Un accord pour répondre à la pénurie de compétences dans l’industrie
L'UIMM 26/07 et France Travail ont signé début juillet une convention d’un an, renouvelable, destinée à faciliter les recrutements dans le secteur industriel de la Drôme et de l’Ardèche. Inscrite dans le cadre du plan national Emploi Industrie 2026, cette démarche vise à rapprocher les entreprises en recherche de profils techniques et les demandeurs d’emploi accompagnés par France Travail.
Une tension déjà chiffrée
Les données récentes de l’INSEE servent de toile de fond à cet accord : le taux de chômage dans les deux départements atteignait environ 8,1 % fin mars 2026, ce qui correspond à 78 180 demandeurs d’emploi des catégories A, B et C. Malgré ce volant apparent de candidats, les entreprises locales rapportent que la moitié des recrutements sont considérés comme difficiles, en particulier pour les métiers de la production.
| Indicateur | Valeur |
|---|---|
| Taux de chômage (Drôme + Ardèche) | 8,1 % |
| Demandeurs d’emploi (A, B, C) | 78 180 |
| Départs estimés par an (métallurgie) | 500 |
Des métiers en tension et des départs à anticiper
Le cœur du problème est double : d’une part, des postes techniques — usinage, soudage, chaudronnerie, conduite d’automatismes — sont déjà en tension ; d’autre part, la filière doit prévoir « une vague de départs à la retraite » estimée à 500 fins de contrats par an.

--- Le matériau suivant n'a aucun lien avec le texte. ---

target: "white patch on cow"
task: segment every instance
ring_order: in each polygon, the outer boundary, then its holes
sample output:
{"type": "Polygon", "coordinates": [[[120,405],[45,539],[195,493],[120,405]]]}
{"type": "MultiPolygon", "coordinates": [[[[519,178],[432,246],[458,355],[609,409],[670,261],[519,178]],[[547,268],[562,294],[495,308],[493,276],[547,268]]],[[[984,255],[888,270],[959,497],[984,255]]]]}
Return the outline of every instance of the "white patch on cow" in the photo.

Sans relève formée, les savoir‑faire industriels locaux risquent d’être fragilisés, avec des conséquences sur la compétitivité des entreprises et la pérennité de leur production.
Ce que propose la convention
- Mettre en relation directe les entreprises adhérentes de l'UIMM et les candidats suivis par France Travail.
- Accélérer les parcours de formation et les dispositifs d’adaptation au poste (reconversion, formation courte).
- Renforcer l'accompagnement au recrutement pour les PME confrontées à des difficultés de sourcing.
Le texte signé par la présidence de l’UIMM Drôme‑Ardèche et la direction départementale de France Travail vise à mutualiser leurs capacités d’intervention afin d’augmenter le nombre de postes pourvus. L’objectif affiché est clair : transformer des offres jugées difficiles à pourvoir en embauches concrètes.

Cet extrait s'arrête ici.